Today in my Thermodynamics class, we learned about the general process of how a commercial refrigerator works. This process is referred to the Refrigeration Cycle. This most typical cycle consists of four components: compressor, condenser, evaporator, and expansion valve.
In this cycle, a refrigerant enters the compressor as a vapor, The vapor is compressed at constant entropy and exits the compressor superheated. The superheated vapor travels through the condenser which first cools and removes the superheat and then condenses the vapor into a liquid by removing additional heat at constant pressure and temperature. The liquid refrigerant goes through the expansion valve where its pressure decreases drastically. That results in a mixture of liquid and vapor at a lower temperature and pressure. The cold liquid-vapor mixture then travels through the evaporator coil or tubes and is completely vaporized by cooling the warm air being blown by a fan across the evaporator coil or tubes. The resulting refrigerant vapor returns to the compressor inlet to complete the thermodynamic cycle.
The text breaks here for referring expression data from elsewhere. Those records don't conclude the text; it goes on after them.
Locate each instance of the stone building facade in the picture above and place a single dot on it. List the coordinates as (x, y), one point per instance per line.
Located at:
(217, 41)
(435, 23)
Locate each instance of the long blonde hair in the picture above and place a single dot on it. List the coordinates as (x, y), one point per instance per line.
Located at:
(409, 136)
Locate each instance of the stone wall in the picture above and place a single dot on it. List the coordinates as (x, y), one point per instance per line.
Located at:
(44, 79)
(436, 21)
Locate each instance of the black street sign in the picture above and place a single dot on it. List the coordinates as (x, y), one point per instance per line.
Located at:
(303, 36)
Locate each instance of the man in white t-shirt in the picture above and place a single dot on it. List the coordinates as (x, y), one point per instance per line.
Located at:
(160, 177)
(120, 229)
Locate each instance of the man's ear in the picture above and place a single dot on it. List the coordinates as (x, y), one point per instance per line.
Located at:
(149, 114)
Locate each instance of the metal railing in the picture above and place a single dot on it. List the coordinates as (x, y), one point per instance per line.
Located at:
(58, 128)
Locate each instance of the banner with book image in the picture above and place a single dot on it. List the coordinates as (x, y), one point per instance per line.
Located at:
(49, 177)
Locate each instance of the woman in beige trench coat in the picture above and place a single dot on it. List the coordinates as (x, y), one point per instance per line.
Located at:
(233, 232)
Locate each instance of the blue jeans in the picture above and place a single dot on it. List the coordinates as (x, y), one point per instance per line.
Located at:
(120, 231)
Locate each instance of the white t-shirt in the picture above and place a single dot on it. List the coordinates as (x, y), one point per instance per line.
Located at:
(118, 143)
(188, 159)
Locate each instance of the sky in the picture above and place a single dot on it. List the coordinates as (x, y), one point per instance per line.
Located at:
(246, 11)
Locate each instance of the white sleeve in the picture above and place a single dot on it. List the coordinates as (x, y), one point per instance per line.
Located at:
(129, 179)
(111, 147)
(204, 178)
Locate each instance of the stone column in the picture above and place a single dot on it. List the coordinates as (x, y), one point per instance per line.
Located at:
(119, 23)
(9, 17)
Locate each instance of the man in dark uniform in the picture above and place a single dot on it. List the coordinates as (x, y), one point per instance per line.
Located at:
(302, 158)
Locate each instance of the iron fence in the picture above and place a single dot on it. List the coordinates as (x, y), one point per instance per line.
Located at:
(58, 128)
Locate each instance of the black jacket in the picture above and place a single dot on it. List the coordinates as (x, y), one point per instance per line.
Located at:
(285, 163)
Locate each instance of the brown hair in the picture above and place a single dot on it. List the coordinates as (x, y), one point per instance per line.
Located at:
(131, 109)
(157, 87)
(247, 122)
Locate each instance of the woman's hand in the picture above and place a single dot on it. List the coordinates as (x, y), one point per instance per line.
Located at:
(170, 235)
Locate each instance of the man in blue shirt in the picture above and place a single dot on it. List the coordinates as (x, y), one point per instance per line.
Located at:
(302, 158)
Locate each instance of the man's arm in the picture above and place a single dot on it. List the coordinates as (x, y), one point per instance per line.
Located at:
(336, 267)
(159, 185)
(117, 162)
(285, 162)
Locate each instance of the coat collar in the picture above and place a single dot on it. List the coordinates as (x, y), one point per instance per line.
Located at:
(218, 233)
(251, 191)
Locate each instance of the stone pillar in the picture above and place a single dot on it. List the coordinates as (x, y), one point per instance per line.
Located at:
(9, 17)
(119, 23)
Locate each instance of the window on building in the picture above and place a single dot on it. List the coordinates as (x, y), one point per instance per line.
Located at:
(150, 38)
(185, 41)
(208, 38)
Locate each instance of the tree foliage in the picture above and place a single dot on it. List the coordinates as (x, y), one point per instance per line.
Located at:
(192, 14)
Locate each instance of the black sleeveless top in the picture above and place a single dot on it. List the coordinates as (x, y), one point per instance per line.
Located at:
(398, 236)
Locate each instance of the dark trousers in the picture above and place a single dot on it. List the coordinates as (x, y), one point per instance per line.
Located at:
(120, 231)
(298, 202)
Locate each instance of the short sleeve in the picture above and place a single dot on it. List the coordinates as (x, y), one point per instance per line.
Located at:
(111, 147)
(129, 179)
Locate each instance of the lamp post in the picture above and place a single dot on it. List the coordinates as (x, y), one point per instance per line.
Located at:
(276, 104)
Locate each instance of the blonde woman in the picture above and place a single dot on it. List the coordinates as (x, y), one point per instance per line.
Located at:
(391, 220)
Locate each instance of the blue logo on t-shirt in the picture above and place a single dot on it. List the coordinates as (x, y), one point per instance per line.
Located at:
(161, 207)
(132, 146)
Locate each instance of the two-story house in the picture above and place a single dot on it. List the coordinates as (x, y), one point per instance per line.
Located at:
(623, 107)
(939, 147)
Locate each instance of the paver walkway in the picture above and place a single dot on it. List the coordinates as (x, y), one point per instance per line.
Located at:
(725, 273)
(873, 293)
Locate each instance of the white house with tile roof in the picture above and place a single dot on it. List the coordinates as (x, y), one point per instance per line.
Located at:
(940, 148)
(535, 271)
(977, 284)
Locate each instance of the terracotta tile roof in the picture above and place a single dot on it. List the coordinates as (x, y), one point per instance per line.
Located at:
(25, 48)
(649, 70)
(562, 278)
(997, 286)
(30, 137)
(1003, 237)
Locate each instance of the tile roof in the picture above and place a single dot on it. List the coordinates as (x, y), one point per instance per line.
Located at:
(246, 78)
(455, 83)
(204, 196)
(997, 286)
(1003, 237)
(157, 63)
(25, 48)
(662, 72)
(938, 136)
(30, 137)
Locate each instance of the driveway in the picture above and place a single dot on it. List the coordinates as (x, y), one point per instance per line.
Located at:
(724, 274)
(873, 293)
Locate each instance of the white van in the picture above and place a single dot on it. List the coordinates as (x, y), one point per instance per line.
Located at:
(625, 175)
The Coefficient of Performance aka COP is found by taking the heat removed divided by the net work. In addition to the refrigeration cycle we were also briefed on the Rankine Cycle and the Brayton Cycle, all which were examples of how a thermodynamic cycle of a heat engine is able to convert heat into mechanical work. However, keep in mind a very important rule of the 2nd Principle of Thermodynamics: There is no process that the only change that will be produced is the transformation of heat to work!!!